CBAF 1300 kHz went on the air on February 20, 1954. Studios and offices were then located at St. George Street in the former Assomption Building, a four storey structure built in 1955 by the Société l’Assomption (It is to be noted not to confuse the former Assomption Building with the current Place Assomption on Main Street in Moncton). Today known as the Maison Commerce House, it overlooks St. George and Archibald Streets. The premiere French-language radio station for the Atlantic region, CBAF offered programming from the CBC's French-language network headquarters in Montreal, QC. Its call letters signifies C BAtlantique Francais.
In 1957, CBAF 1300 kHz had a radiated power of 5,000 watts and used a single directional antenna pattern. The transmitter was located in the nearby village of Saint Anselme.

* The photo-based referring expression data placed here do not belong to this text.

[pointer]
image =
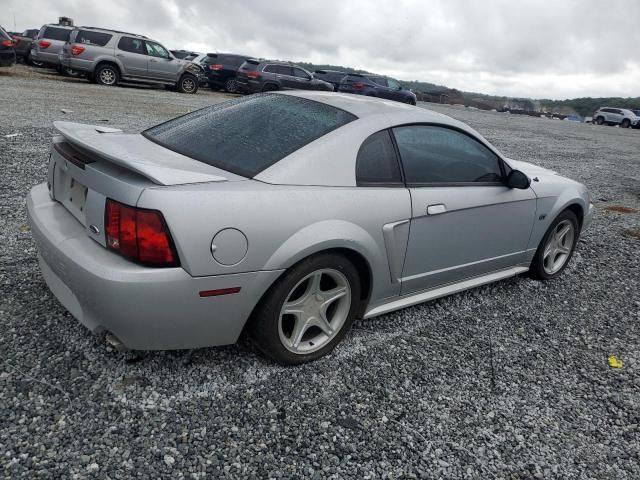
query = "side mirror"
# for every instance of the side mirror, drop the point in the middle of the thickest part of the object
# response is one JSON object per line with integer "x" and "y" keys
{"x": 517, "y": 179}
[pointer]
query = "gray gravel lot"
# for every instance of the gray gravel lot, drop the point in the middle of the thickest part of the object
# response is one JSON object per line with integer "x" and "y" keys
{"x": 506, "y": 381}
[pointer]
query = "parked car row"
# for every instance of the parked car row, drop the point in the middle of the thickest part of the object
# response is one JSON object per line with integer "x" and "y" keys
{"x": 107, "y": 57}
{"x": 623, "y": 117}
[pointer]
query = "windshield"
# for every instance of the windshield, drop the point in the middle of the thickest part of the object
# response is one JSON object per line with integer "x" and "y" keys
{"x": 247, "y": 135}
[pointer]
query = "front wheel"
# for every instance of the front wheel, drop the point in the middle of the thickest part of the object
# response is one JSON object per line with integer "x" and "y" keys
{"x": 188, "y": 84}
{"x": 308, "y": 311}
{"x": 556, "y": 248}
{"x": 107, "y": 75}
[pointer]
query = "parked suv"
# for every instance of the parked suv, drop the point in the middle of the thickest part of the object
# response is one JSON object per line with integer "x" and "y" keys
{"x": 616, "y": 116}
{"x": 108, "y": 56}
{"x": 23, "y": 42}
{"x": 266, "y": 76}
{"x": 222, "y": 69}
{"x": 47, "y": 47}
{"x": 7, "y": 53}
{"x": 334, "y": 77}
{"x": 376, "y": 86}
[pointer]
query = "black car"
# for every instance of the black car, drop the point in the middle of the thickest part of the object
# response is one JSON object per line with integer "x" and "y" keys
{"x": 221, "y": 70}
{"x": 267, "y": 75}
{"x": 376, "y": 86}
{"x": 23, "y": 43}
{"x": 7, "y": 52}
{"x": 334, "y": 77}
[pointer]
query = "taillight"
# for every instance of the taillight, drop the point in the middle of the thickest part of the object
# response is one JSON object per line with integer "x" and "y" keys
{"x": 77, "y": 50}
{"x": 139, "y": 234}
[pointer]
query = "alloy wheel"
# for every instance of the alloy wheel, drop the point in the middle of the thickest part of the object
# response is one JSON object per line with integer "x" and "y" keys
{"x": 107, "y": 76}
{"x": 558, "y": 247}
{"x": 188, "y": 85}
{"x": 314, "y": 311}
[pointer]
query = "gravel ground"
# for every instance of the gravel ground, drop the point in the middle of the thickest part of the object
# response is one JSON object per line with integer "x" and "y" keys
{"x": 505, "y": 381}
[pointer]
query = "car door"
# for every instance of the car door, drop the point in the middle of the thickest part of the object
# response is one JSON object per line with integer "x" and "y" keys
{"x": 161, "y": 65}
{"x": 464, "y": 221}
{"x": 131, "y": 52}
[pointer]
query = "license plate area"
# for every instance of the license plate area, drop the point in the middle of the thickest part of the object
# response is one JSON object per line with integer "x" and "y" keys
{"x": 72, "y": 194}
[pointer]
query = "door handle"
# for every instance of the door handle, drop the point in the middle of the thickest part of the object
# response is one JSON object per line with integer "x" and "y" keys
{"x": 436, "y": 209}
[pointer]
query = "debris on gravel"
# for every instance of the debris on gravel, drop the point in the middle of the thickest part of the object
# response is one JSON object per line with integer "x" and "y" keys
{"x": 509, "y": 381}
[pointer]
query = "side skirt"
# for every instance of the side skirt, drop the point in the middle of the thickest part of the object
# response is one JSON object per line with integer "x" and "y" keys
{"x": 425, "y": 296}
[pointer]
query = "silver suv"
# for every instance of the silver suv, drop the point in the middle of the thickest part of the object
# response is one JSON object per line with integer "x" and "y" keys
{"x": 108, "y": 56}
{"x": 616, "y": 116}
{"x": 47, "y": 47}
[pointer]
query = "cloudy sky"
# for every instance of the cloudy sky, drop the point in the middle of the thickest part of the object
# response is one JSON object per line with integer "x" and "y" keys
{"x": 532, "y": 48}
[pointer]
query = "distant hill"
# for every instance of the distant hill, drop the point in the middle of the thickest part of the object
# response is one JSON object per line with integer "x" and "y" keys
{"x": 583, "y": 106}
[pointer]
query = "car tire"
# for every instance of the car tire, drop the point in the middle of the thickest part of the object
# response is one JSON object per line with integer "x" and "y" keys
{"x": 317, "y": 320}
{"x": 188, "y": 84}
{"x": 107, "y": 74}
{"x": 556, "y": 248}
{"x": 231, "y": 85}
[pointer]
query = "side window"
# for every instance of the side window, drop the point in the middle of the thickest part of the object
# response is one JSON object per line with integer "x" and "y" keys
{"x": 92, "y": 38}
{"x": 377, "y": 163}
{"x": 298, "y": 72}
{"x": 156, "y": 50}
{"x": 133, "y": 45}
{"x": 435, "y": 155}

In 1968, a regional French-language production centre was set up at the Moncton studios.
In 1970, CBAF with its Radio-Canada television station CBAFT-TV, and the CBC English-language counterpart CBA 1070 kHz relocated to their new studios and offices on Archibald Street (today known as University Avenue) beside the Hôtel-Dieu de l’Assomption Hospital, which was renamed the Dr. Georges-L. Dumont Regional Hospital by the Government of New Brunswick in 1967.

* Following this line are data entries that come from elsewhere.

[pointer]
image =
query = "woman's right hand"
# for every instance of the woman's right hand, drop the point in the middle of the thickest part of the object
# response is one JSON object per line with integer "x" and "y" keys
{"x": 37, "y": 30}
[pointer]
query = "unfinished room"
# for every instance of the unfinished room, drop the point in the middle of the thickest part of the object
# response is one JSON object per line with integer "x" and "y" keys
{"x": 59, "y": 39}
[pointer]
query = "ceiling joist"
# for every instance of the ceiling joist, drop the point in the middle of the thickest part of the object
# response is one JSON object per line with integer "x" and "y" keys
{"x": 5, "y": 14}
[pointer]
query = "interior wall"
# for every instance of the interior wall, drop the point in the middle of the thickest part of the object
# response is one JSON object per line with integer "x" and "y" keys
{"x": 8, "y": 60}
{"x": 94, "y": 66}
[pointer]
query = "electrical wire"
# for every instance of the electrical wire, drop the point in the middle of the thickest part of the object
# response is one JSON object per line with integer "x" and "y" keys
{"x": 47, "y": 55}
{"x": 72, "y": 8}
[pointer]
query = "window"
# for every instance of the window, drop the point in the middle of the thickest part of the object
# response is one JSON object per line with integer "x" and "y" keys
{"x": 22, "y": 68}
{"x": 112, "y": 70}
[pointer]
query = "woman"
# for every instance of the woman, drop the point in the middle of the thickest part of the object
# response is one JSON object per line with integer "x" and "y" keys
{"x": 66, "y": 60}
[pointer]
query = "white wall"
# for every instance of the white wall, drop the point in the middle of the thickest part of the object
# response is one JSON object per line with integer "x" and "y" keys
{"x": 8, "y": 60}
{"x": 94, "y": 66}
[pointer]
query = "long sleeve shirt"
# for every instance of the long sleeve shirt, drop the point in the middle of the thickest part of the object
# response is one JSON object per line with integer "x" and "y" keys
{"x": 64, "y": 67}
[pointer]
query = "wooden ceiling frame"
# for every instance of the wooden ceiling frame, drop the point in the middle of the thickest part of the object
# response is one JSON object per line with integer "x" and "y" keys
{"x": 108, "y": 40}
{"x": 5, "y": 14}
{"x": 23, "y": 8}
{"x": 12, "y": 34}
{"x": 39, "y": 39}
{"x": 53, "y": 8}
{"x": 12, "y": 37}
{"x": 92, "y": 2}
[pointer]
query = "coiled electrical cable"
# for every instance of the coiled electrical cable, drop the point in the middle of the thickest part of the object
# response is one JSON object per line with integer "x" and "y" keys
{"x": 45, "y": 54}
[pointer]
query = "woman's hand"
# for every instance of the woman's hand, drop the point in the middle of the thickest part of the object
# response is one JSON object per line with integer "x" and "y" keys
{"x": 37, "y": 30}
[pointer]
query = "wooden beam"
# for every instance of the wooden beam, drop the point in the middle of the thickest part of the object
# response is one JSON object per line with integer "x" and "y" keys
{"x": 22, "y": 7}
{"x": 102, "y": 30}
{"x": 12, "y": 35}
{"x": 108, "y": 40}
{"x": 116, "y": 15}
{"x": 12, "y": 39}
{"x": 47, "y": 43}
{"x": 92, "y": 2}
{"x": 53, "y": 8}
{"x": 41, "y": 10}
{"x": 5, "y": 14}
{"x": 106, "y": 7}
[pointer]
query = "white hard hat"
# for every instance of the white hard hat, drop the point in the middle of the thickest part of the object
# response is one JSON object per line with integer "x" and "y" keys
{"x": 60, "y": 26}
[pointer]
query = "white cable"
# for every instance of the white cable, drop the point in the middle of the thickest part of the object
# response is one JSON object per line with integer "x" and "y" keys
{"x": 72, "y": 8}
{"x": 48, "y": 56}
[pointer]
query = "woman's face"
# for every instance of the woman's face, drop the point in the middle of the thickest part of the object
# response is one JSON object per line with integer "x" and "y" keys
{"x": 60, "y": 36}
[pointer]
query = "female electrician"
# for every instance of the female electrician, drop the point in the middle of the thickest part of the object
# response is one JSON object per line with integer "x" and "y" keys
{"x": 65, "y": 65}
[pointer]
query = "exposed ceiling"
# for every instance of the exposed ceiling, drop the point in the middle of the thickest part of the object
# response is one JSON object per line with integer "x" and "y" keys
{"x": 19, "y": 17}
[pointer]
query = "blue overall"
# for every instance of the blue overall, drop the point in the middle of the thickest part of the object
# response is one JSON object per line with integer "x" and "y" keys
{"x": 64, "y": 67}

April 10, 1980 saw an FM rebroadcaster at Moncton (CBAF-26-FM) on 88.5 MHz to duplicate the programming of CBAF-AM. The duplicate channel was needed in order to offset severe night-time coverage deficiencies of the AM signal and to improve the reception of the station in outlying areas. CBAF-AM was to have gone silent by November 1, 1985 but the CBC kept it going until the plug was finally pulled in 1988. In the end, CBAF-AM operated on 1300 kHz with a power of 5,000 watts (single directional pattern). CBAF-26-FM operated on 88.5 MHz with an effective radiated power of 50,000 watts. The FM repeater became CBAF-FM, following the closure of the AM signal.
The Radio-Canada network was renamed "Première Chaîne" on September 1, 1997, later becoming "Ici Radio-Canada Première" in August 2013.

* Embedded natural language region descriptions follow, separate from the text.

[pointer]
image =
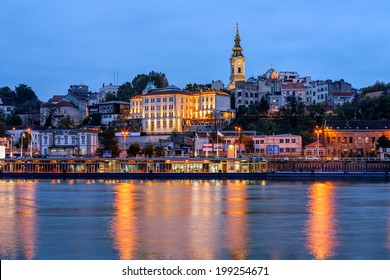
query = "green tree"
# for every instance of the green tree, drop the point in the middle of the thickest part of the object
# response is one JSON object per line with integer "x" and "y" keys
{"x": 263, "y": 106}
{"x": 125, "y": 92}
{"x": 383, "y": 142}
{"x": 13, "y": 120}
{"x": 159, "y": 151}
{"x": 24, "y": 93}
{"x": 213, "y": 137}
{"x": 141, "y": 80}
{"x": 7, "y": 92}
{"x": 2, "y": 129}
{"x": 96, "y": 119}
{"x": 110, "y": 97}
{"x": 66, "y": 122}
{"x": 247, "y": 141}
{"x": 133, "y": 150}
{"x": 108, "y": 141}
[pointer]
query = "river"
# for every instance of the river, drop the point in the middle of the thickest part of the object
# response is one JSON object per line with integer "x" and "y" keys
{"x": 194, "y": 219}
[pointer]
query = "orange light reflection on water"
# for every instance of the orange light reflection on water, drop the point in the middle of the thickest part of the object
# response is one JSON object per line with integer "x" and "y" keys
{"x": 18, "y": 219}
{"x": 321, "y": 232}
{"x": 125, "y": 222}
{"x": 236, "y": 225}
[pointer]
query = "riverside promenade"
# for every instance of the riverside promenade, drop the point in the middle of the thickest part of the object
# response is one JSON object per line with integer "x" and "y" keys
{"x": 192, "y": 168}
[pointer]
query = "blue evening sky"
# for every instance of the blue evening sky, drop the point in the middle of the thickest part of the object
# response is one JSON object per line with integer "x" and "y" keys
{"x": 50, "y": 45}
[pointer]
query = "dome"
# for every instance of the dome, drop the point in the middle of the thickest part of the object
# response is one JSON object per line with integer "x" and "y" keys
{"x": 272, "y": 74}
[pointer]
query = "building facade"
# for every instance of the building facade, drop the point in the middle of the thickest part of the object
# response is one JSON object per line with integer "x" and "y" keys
{"x": 68, "y": 143}
{"x": 353, "y": 138}
{"x": 164, "y": 110}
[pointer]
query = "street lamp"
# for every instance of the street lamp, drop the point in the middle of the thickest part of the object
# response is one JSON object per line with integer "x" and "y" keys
{"x": 124, "y": 134}
{"x": 12, "y": 141}
{"x": 29, "y": 132}
{"x": 21, "y": 145}
{"x": 318, "y": 131}
{"x": 239, "y": 139}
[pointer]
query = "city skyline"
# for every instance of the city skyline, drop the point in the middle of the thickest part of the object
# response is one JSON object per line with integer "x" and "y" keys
{"x": 51, "y": 47}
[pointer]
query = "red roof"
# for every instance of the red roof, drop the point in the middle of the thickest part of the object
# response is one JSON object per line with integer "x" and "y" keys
{"x": 57, "y": 98}
{"x": 374, "y": 94}
{"x": 293, "y": 86}
{"x": 343, "y": 93}
{"x": 314, "y": 145}
{"x": 59, "y": 104}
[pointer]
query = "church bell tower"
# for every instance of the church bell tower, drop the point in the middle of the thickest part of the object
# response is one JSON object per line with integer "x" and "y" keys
{"x": 237, "y": 63}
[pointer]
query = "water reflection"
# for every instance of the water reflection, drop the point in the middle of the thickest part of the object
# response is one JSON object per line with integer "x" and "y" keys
{"x": 125, "y": 221}
{"x": 204, "y": 226}
{"x": 321, "y": 232}
{"x": 236, "y": 219}
{"x": 18, "y": 220}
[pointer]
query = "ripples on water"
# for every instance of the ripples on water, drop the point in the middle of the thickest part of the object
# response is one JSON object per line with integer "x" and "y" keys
{"x": 87, "y": 219}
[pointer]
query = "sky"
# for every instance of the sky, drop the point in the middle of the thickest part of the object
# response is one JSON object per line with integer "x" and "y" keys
{"x": 50, "y": 45}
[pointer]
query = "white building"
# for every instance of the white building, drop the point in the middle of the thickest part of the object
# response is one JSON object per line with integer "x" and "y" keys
{"x": 68, "y": 142}
{"x": 170, "y": 109}
{"x": 100, "y": 96}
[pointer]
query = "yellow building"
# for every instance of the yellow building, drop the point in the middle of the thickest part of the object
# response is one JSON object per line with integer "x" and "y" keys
{"x": 353, "y": 138}
{"x": 164, "y": 110}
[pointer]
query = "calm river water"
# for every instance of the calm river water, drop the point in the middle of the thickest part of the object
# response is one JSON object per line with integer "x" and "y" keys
{"x": 87, "y": 219}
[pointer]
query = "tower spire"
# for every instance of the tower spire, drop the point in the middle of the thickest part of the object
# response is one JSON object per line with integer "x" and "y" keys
{"x": 237, "y": 49}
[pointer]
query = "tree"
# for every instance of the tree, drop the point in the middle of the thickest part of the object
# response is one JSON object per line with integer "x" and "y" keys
{"x": 383, "y": 142}
{"x": 2, "y": 129}
{"x": 110, "y": 97}
{"x": 247, "y": 141}
{"x": 7, "y": 92}
{"x": 66, "y": 122}
{"x": 159, "y": 151}
{"x": 125, "y": 92}
{"x": 13, "y": 120}
{"x": 263, "y": 106}
{"x": 108, "y": 141}
{"x": 96, "y": 119}
{"x": 148, "y": 150}
{"x": 141, "y": 80}
{"x": 24, "y": 94}
{"x": 133, "y": 150}
{"x": 213, "y": 137}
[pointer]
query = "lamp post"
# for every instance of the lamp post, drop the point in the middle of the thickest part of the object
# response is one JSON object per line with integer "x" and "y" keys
{"x": 318, "y": 131}
{"x": 21, "y": 145}
{"x": 12, "y": 142}
{"x": 239, "y": 139}
{"x": 124, "y": 134}
{"x": 29, "y": 132}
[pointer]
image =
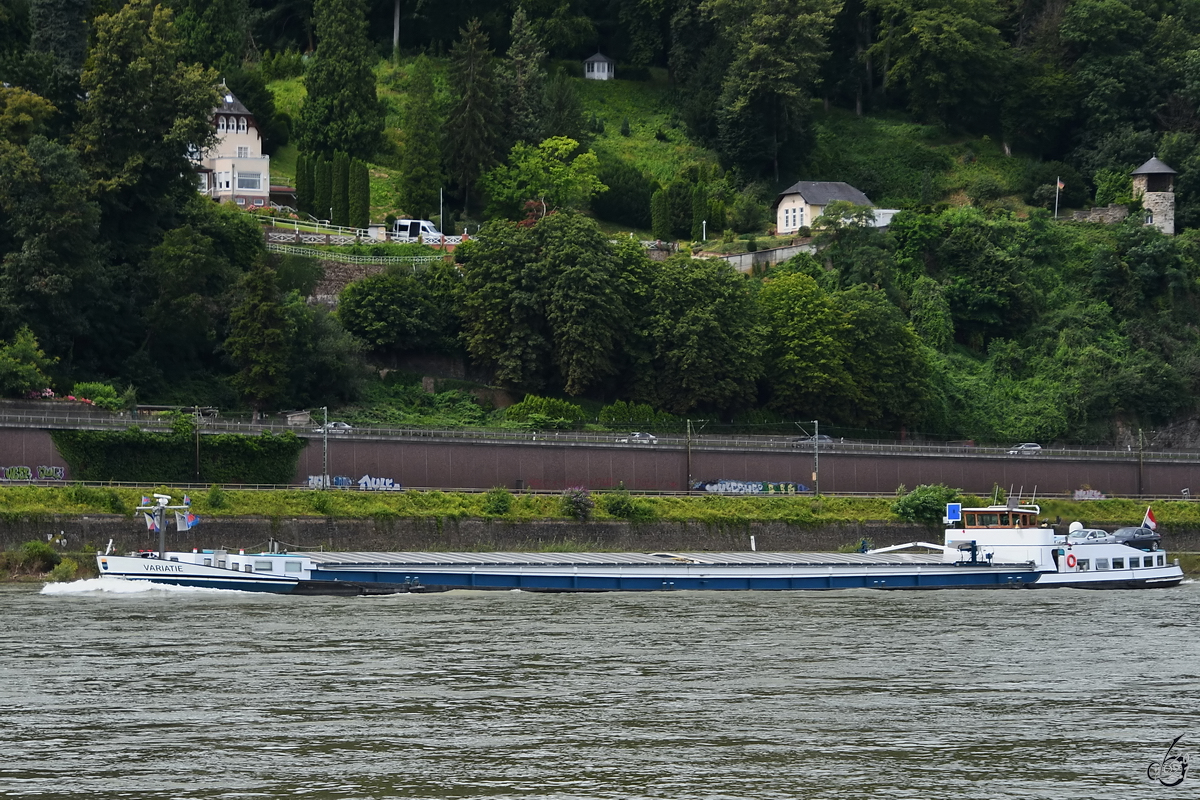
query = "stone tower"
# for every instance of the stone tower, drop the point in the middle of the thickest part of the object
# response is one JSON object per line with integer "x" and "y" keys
{"x": 1153, "y": 182}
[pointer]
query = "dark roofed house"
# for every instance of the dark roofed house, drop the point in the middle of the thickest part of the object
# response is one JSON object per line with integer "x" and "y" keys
{"x": 599, "y": 67}
{"x": 805, "y": 200}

The station produces a morning drive show (Le Réveil, Monday to Thursday from 6 to 9 a.m.), and an afternoon drive program, L'heure de pointe Acadie, from 4 p.m. to 6 p.m; the latter is also heard on stations in other Maritimes provinces. Other programs exclusive to the Maritimes region are Format Libre, weekdays 9 a.m to 10 a.m and again from 12 Midnight to 1 a.m., and L'heure juste, from 12 Noon to 1 p.m. All other programs on the national schedule are aired live, with separate times given for Atlantic Time; promotional trailers for national programs give the broadcast time as one hour later (for example- "neuf heures, Maritimes dix heures"). A national program that it is normally heard at 7 p.m. local time in other time zones - Bien dans son assiette , is heard at 6 p.m. instead, to enable its nightly news program, L'heure du monde to be heard live at 6 p.m. ET / 7 p.m. AT.; it is also the only time that Bien dans son assiette is heard, as it is pre-empted at 12 Noon for L'heure juste (in other areas, the evening broadcast is the repeat from the late-morning broadcast).
CBAF-FM-5 in Halifax and CBAF-FM-15 in Charlottetown were once satellites of CBAF, but are now stations in their own right despite retaining rebroadcaster-like callsigns. CBAF-FM-5 and CBAF-FM-15 officially became separately licensed in 1987 and 1994 respectively.